Sachau, Eduard (1845–1930)
German scholar of Arabic, Aramaic, and Syriac. Born on 20 July 1845 in Neumünster, Schleswig-Holstein, Sachau began studying Near-Eastern languages at Kiel and Leipzig in 1863. After receiving his Ph.D. degree in 1867, he studied in Oxford and London. In 1869, he was appointed professor of Semitic languages in Vienna; beginning in 1876, he was professor of Near-Eastern literature in Berlin. In addition, between 1887 and 1920, he was the first director of the Seminar for Oriental Languages in Berlin, which provided language training to public officers in the East, even though he himself did not teach there. To prepare them for their interaction with the Muslim inhabitants of the newly acquired German colonies in East Africa, he wrote his Muhammedanisches Recht nach schafiitischer Lehre (3rd ed. 1897).

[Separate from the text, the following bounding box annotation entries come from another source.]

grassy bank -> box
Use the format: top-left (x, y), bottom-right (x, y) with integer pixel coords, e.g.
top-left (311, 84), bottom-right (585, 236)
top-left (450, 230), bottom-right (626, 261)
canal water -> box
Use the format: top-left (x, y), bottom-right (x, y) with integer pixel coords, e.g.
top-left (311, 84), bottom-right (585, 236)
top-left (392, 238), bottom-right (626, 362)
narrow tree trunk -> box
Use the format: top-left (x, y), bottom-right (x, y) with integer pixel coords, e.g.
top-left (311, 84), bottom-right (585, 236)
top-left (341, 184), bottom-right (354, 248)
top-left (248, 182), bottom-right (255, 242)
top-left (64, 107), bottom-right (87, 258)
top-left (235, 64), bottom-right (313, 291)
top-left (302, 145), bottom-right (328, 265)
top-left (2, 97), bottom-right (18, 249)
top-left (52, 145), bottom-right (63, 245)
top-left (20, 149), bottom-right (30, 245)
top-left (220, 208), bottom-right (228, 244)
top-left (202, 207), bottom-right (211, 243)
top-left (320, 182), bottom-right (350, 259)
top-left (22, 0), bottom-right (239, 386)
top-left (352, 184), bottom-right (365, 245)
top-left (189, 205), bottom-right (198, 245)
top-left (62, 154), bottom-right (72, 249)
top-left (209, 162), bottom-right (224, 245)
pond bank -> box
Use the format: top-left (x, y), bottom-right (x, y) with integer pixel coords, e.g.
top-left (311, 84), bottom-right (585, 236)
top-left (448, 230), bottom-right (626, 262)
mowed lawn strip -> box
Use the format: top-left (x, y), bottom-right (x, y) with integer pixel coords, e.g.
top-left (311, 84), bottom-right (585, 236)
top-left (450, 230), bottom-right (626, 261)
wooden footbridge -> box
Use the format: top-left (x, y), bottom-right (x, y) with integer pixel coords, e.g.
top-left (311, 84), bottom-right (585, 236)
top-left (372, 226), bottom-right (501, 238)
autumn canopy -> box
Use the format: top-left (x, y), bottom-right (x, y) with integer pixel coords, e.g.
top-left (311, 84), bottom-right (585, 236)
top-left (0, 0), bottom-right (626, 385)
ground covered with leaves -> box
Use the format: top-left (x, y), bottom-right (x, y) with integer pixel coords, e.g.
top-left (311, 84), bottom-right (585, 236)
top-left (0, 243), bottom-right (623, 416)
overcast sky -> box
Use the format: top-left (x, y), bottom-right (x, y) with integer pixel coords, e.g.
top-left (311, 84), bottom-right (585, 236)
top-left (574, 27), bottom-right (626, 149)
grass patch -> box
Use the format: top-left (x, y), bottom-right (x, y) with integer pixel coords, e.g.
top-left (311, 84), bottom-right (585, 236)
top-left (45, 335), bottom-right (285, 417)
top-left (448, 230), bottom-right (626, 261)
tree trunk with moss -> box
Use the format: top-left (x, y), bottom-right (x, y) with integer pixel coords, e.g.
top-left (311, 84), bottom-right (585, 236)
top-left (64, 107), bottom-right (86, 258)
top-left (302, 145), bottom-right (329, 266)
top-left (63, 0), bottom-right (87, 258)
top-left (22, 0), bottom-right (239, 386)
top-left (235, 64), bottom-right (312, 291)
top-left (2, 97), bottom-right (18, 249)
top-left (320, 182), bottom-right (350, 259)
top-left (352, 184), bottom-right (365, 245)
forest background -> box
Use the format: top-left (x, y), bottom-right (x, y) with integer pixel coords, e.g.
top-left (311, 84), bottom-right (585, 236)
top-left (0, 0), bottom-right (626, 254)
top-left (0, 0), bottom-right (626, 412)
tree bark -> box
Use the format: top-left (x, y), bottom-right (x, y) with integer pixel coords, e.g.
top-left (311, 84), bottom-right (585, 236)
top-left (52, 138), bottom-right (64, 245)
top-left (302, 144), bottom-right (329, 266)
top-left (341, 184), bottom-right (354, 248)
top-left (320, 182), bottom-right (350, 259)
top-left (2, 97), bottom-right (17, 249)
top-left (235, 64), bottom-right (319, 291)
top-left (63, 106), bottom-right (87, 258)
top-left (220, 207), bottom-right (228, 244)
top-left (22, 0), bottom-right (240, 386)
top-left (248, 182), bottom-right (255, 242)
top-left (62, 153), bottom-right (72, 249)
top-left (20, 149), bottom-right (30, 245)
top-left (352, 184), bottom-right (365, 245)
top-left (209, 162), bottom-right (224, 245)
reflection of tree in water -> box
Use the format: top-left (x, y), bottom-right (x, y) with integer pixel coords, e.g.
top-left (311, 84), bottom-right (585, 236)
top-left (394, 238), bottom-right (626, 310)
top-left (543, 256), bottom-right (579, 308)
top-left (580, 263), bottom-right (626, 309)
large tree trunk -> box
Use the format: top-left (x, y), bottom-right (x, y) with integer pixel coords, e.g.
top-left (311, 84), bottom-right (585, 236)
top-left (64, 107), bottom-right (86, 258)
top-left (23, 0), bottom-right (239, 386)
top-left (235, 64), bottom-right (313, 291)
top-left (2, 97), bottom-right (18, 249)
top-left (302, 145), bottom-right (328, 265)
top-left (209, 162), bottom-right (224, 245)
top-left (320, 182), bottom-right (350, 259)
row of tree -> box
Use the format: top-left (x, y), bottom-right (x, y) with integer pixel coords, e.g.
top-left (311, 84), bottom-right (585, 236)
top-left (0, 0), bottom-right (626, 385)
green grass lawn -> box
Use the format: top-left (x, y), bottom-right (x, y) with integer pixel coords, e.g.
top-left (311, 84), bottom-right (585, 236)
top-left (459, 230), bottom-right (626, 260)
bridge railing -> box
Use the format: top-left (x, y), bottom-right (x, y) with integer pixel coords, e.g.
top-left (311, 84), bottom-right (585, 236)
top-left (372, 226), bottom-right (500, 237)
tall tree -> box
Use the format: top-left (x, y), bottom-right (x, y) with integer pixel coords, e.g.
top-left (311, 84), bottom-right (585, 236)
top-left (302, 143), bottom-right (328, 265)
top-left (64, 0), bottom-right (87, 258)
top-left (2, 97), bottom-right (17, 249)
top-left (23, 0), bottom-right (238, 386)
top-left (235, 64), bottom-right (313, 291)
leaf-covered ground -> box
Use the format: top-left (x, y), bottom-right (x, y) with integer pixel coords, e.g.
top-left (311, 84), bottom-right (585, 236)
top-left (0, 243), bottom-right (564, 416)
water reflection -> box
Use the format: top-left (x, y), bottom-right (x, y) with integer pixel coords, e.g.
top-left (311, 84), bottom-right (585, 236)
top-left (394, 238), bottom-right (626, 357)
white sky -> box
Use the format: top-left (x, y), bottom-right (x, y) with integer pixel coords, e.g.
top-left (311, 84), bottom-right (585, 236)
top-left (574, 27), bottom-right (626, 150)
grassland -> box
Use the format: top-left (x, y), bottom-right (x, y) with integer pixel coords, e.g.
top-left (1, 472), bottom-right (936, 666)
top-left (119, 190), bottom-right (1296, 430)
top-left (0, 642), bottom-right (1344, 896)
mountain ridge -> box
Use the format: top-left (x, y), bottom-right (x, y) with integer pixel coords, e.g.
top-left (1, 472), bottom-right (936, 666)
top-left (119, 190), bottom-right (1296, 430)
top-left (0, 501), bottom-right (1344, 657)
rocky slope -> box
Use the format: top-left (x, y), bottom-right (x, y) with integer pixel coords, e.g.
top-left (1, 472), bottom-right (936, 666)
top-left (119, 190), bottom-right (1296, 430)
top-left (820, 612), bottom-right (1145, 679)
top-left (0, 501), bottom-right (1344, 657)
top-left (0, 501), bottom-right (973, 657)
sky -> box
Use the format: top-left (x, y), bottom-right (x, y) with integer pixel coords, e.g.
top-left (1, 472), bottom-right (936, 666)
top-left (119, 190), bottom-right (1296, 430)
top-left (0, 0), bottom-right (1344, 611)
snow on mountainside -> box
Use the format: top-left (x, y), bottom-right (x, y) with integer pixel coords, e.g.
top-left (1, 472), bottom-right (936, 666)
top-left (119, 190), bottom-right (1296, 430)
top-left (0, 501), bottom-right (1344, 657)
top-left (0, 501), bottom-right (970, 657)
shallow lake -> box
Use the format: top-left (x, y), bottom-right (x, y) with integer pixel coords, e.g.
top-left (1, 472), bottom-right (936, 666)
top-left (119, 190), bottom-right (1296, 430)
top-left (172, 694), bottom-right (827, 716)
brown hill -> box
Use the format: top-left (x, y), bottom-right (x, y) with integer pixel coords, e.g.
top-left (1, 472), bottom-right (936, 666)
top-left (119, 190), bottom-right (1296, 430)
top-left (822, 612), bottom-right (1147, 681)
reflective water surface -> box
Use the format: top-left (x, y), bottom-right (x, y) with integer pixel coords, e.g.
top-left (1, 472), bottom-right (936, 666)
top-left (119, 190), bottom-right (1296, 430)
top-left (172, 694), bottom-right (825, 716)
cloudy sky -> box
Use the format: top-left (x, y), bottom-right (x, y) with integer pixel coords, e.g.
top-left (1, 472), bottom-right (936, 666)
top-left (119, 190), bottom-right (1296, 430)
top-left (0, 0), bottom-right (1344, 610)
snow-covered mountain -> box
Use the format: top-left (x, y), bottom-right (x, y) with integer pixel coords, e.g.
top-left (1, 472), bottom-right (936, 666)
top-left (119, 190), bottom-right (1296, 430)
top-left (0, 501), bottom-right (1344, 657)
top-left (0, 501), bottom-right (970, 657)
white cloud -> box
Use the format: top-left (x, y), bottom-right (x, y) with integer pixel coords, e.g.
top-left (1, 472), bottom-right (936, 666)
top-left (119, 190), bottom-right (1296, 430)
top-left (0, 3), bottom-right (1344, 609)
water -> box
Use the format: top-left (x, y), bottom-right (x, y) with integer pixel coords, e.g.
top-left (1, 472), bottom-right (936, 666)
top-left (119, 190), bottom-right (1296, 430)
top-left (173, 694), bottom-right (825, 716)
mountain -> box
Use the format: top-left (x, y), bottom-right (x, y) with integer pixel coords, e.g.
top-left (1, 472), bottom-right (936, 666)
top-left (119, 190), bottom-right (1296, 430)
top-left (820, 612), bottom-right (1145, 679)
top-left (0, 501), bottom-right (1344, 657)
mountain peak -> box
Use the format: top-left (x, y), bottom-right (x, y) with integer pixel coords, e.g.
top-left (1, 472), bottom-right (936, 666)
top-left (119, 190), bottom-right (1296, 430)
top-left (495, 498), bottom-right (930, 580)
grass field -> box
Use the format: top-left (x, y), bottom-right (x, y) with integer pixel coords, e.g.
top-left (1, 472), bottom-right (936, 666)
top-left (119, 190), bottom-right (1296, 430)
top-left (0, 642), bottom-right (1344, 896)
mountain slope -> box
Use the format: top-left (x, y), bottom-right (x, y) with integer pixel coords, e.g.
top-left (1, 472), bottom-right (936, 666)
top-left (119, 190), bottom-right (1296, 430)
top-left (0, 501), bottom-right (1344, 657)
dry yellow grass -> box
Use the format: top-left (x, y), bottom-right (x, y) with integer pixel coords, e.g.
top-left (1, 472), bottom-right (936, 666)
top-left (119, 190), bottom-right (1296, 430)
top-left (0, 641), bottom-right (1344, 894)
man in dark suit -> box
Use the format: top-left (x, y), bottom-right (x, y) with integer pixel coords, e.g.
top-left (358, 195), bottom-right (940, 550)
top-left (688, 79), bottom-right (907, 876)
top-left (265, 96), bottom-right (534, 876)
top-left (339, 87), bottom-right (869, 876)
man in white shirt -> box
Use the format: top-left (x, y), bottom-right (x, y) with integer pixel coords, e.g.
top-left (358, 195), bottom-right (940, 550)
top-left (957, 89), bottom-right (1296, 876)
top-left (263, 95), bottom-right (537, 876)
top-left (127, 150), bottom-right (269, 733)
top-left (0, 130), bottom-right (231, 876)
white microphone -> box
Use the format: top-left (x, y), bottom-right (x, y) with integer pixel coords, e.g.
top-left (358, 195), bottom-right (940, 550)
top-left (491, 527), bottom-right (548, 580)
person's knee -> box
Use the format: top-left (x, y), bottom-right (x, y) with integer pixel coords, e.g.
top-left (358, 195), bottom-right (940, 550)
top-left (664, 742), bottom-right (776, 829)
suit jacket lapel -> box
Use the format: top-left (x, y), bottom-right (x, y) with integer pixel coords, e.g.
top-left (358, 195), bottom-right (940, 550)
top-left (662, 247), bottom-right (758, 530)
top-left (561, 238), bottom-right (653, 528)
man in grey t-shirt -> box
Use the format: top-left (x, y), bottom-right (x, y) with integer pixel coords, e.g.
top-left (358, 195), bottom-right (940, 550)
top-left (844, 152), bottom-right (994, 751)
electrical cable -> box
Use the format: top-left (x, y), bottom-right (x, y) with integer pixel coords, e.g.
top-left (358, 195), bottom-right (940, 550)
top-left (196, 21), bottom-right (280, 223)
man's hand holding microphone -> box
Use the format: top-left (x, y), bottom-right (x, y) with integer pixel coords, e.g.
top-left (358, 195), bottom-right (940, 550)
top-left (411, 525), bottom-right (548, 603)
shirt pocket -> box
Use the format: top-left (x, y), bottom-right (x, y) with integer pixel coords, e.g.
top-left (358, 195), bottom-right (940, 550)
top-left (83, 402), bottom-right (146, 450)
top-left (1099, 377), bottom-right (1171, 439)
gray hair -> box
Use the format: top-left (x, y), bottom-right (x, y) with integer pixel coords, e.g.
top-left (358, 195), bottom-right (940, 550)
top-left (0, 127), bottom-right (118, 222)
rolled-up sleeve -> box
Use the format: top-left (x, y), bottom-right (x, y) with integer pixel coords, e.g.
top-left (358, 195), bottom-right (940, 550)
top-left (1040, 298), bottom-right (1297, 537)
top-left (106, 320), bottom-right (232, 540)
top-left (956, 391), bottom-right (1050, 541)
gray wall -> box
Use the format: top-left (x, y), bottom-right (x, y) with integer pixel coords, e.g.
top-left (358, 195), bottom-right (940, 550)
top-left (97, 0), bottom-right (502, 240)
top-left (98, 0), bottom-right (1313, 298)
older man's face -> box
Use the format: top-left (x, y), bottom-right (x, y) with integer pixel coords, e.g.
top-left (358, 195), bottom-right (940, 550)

In 1878–79, he traveled on behalf of the Prussian government to Syria and Mesopotamia, where he was able to acquire many Syriac mss. for the library of Berlin. Sachau himself described these mss., along with the previously acquired mss. in Berlin, in a comprehensive catalogue published in 1899. He returned to the Middle East in 1897–98. He wrote extensive and very readable reports describing both of his trips to the Middle East. The main fields of his scholarly interest included Arabic, Syriac, the epigraphy of earlier dialects of Aramaic, and Neo-Aramaic. In addition to Arabic works (by al-Jawāliqī, al-Bīrūnī, and Ibn Saʿd), he edited a number of Syriac sources, including several recensions of the Syro-Roman Lawbook (1880 [Syriac, Armenian, Arabic], 1907) as well as lawbooks of E.-Syr. patriarchs and bishops (1907–14). In his capacity as professor at Berlin University and well-connected to the German authorities, he was among the leading German scholars of Near-Eastern Studies of his day, even though personally he was not highly esteemed by all of his academic colleagues. He died in Berlin, Charlottenburg on 17 Sept. 1930.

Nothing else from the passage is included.